Peut-on regarder la configuration actuelle du gouvernement tunisien sans y voir la main «bénite» de Mustapha Ben Jaafar, président de la constituante?
Tenez-vous bien, Lyes Fakhfakh, ministre du Tourisme, est un grand ami au fils même de Dr. Ben Jaâfar. Pareil pour Adel Fekih, binational et ambassadeur de Tunisie en France. Jaafar Kattech, PDG de la BNA, son neveu… Et enfin Chedly Ayari, nommé récemment gouverneur de la BCT, serait un ami intime à la famille Ben Jaafar, lié par alliance à travers sa femme cousine germaine de la femme du frère du sieur Ben Jaafar.
A ce propos, des bruits courent sur le fait que le président de la Constituante a mis sa démission sur la table pour forcer ses alliés à accepter la candidature de Chedly Ayari…Qui peut parler après cela d’une suite d’innocentes coïncidences…?
La partialité n’est pas qu’un héritage d’un ancien régime gangrené par le clientélisme. Nous la voyons aujourd’hui aussi bien au niveau de la Constituante représentée par Mustapha Ben Jaafar -qui brandissait les valeurs de l’intégrité morale et qu’on disait grand humaniste et ardent défenseur des Droits de l’homme et des libertés-, que dans le gouvernement où les amis ont été bien récompensés par des postes de conseillers politiques et autres aux plus hauts postes de l’Etat.

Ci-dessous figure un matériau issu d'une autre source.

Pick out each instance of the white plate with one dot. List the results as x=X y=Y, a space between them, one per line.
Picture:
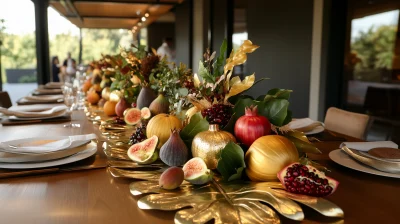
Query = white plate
x=6 y=157
x=316 y=130
x=90 y=150
x=56 y=115
x=343 y=159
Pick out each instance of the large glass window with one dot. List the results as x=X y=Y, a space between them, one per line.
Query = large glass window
x=18 y=48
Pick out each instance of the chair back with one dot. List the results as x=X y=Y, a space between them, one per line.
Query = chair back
x=348 y=123
x=5 y=100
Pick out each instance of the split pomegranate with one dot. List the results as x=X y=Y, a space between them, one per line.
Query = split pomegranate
x=305 y=179
x=251 y=126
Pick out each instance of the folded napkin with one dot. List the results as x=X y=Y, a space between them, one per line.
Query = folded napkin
x=366 y=146
x=57 y=110
x=47 y=91
x=53 y=85
x=52 y=98
x=304 y=124
x=43 y=145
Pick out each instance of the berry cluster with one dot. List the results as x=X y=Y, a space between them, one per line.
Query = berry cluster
x=139 y=135
x=190 y=86
x=218 y=114
x=119 y=120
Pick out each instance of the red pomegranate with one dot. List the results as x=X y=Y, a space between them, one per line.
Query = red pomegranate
x=305 y=179
x=251 y=126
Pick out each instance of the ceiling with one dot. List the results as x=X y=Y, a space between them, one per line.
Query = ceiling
x=113 y=14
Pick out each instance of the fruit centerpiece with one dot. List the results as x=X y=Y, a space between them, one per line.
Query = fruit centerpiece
x=229 y=145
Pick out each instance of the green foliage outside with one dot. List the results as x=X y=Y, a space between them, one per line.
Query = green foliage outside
x=19 y=51
x=375 y=48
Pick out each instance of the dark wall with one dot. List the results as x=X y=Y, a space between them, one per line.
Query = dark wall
x=283 y=29
x=221 y=24
x=183 y=32
x=157 y=31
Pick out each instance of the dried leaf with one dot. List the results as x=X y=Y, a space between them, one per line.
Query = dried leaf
x=238 y=87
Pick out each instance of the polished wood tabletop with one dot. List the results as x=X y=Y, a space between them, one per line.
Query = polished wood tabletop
x=94 y=196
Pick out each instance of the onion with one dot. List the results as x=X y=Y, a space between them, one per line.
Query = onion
x=251 y=126
x=268 y=155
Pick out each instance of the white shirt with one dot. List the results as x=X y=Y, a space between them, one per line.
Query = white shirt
x=164 y=50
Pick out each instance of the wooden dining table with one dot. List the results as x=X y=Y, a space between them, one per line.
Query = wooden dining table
x=94 y=196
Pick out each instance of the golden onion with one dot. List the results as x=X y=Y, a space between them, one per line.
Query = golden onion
x=208 y=145
x=268 y=155
x=161 y=126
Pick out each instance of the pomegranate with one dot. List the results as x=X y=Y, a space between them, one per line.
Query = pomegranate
x=251 y=126
x=305 y=179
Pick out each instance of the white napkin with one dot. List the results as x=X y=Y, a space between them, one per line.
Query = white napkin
x=27 y=114
x=46 y=98
x=304 y=123
x=34 y=107
x=366 y=146
x=67 y=142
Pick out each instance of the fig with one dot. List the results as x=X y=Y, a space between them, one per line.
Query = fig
x=132 y=116
x=174 y=151
x=145 y=112
x=306 y=179
x=93 y=97
x=101 y=102
x=144 y=152
x=171 y=178
x=146 y=96
x=196 y=171
x=159 y=105
x=105 y=94
x=121 y=106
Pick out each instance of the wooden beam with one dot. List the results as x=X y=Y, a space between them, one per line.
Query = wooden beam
x=107 y=17
x=123 y=2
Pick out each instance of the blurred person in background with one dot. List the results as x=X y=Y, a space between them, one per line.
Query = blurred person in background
x=55 y=69
x=166 y=49
x=70 y=67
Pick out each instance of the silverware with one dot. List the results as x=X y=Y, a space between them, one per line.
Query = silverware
x=382 y=165
x=50 y=170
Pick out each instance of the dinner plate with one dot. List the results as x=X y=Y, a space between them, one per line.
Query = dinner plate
x=56 y=115
x=343 y=159
x=316 y=130
x=8 y=157
x=90 y=149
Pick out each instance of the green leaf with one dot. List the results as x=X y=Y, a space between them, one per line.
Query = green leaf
x=196 y=125
x=218 y=64
x=203 y=73
x=276 y=111
x=288 y=118
x=278 y=94
x=231 y=162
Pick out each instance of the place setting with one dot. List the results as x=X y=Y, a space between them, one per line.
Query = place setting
x=35 y=114
x=380 y=158
x=19 y=156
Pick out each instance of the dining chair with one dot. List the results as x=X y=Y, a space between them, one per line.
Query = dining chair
x=349 y=123
x=5 y=100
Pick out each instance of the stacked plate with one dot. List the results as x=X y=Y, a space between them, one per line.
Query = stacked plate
x=53 y=112
x=46 y=151
x=379 y=158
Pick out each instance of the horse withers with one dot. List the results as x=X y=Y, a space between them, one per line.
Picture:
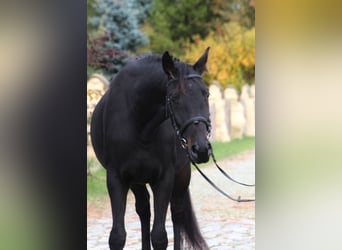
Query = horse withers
x=147 y=128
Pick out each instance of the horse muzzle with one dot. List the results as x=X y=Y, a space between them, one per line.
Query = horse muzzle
x=199 y=153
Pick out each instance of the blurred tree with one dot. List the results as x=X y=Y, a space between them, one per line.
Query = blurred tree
x=174 y=22
x=232 y=55
x=114 y=32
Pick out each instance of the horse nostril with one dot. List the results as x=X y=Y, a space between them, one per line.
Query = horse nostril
x=195 y=148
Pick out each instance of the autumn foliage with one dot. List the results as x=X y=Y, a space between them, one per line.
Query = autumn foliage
x=232 y=55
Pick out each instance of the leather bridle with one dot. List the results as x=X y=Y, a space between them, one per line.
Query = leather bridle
x=180 y=129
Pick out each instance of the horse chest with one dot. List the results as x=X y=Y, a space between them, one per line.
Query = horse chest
x=142 y=166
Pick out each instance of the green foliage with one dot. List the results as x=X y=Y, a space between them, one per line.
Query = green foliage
x=114 y=32
x=173 y=23
x=239 y=11
x=96 y=184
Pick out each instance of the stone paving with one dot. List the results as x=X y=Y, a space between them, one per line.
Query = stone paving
x=225 y=224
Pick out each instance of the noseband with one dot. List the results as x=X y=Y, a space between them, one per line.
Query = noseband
x=180 y=129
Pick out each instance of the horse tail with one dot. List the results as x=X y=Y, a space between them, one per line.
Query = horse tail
x=190 y=233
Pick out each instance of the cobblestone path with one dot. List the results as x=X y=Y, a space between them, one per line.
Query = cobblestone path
x=224 y=224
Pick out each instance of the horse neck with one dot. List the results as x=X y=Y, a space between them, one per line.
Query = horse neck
x=149 y=108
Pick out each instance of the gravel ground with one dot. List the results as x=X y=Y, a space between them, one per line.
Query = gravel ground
x=225 y=224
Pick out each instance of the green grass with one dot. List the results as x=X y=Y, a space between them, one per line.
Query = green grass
x=226 y=149
x=96 y=181
x=96 y=184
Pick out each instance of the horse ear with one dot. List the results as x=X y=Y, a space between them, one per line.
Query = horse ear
x=168 y=65
x=201 y=65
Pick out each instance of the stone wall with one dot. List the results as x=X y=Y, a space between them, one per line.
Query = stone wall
x=97 y=85
x=232 y=116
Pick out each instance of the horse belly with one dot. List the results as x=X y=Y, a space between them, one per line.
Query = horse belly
x=141 y=170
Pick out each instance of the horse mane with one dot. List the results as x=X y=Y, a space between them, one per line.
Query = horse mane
x=182 y=67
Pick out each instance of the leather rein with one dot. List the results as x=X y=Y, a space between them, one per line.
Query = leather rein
x=180 y=129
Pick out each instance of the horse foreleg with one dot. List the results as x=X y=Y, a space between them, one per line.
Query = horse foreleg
x=161 y=194
x=142 y=206
x=118 y=193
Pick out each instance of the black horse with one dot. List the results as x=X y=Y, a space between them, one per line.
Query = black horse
x=147 y=128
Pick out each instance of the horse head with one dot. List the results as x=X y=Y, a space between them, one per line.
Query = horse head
x=187 y=105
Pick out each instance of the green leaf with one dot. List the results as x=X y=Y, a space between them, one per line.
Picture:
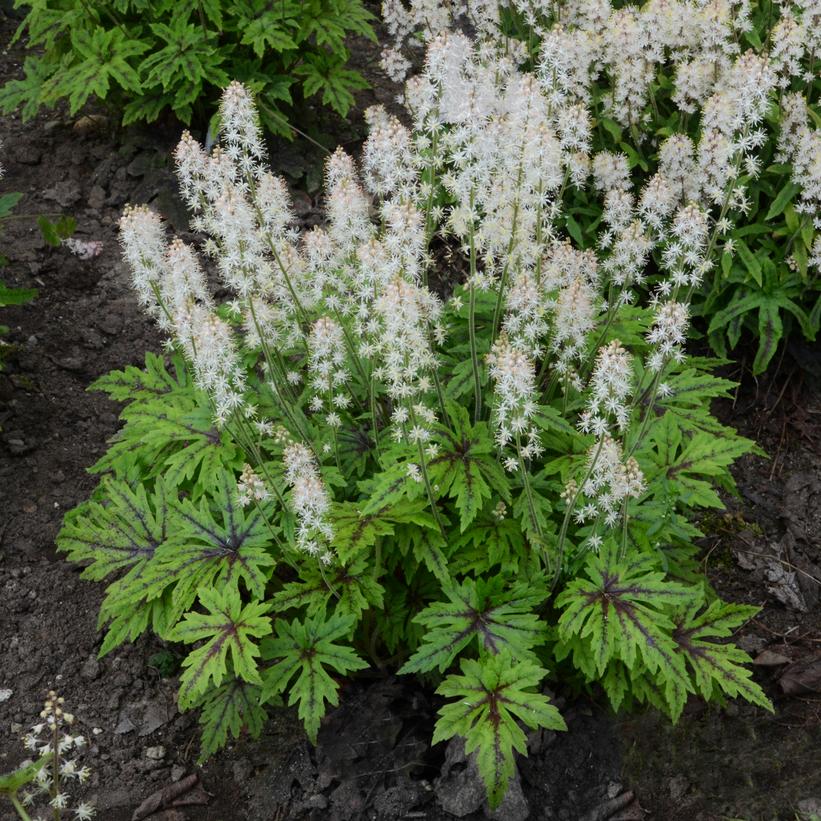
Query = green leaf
x=783 y=198
x=229 y=710
x=619 y=613
x=751 y=263
x=717 y=664
x=494 y=695
x=498 y=618
x=770 y=330
x=8 y=201
x=305 y=650
x=121 y=531
x=98 y=57
x=11 y=783
x=55 y=232
x=228 y=629
x=466 y=468
x=350 y=590
x=169 y=430
x=218 y=545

Main qui donne, main qui dirige…
Les institutions ne valent que par l’usage qu’on en fait. Et Mustapha Ben Jaafar serait passé d’un processus de concertation, de partenariat et de dialogue avec le gouvernement, à un processus de subordination de la Constituante, expression de la souveraineté du peuple. Il a enlevé toute crédibilité aux élus du peuple en facilitant leur manipulation par l’exécutif et en confortant leur allégeance par la main qui donne main qui dirige. En témoignent les récentes augmentations des salaires des députés face à la souffrance de catégories sociales dans la précarité. Choquant! 5.000 dinars par mois… il y a de quoi encourager plus d’un à prolonger l’écriture de la Constitution sur des années aux frais des contribuables…
Mustapha Ben Jaafar est coupable parce qu’il a mis fin au rêve d’un peuple de voir de véritables élus défendre ses intérêts en lui dédiant leur loyauté, à lui seul et à la Tunisie et pas aux partis et aux alliances politiques basés sur de vils intérêts comme nous le voyons et le vivons aujourd’hui.
Le peuple est aujourd’hui désillusionné parce que déçu des réalisations du gouvernement, déçu des positions de ses élus et du président de la Constituante.
Aucune position claire n’a été prise concernant le calendrier électoral, le démarrage des travaux de l’ISIE, la volonté manifeste de la part de la majorité d’insérer le Conseil supérieur islamique dans la Constitution. MBJ est allé même jusqu’à déclarer ne pas voir d’inconvénient à ce que la Tunisie soir doté d’un régime islamiste démocratique (sic)… Faisant ainsi monter la surenchère avec ses rivaux CPR au sein de la Troïka…
Le président de la Constituante ne peut prétendre être de bonne foi lorsque dans son désir de plaire à ses partenaires, il joue le tout pour le tout. Même ses «prétendus principes et valeurs» n’y résistent plus, son ambition prend le dessus…
Le président de la Constituante a tout intérêt à se racheter en prenant lui-même la défense des acquis progressistes de la Tunisie, du Code du Statut personnel et de l’indépendance des médias et de la justice. Il pourrait tout autant troquer son maintien à la Constituante contre la préservation de ces acquis comme il l’a fait pour imposer Chedly Ayari et c’est d’autant plus noble.
Noblesse! Ce terme a-t-il seulement un sens face aux appétits politiques démesurés des gouvernants?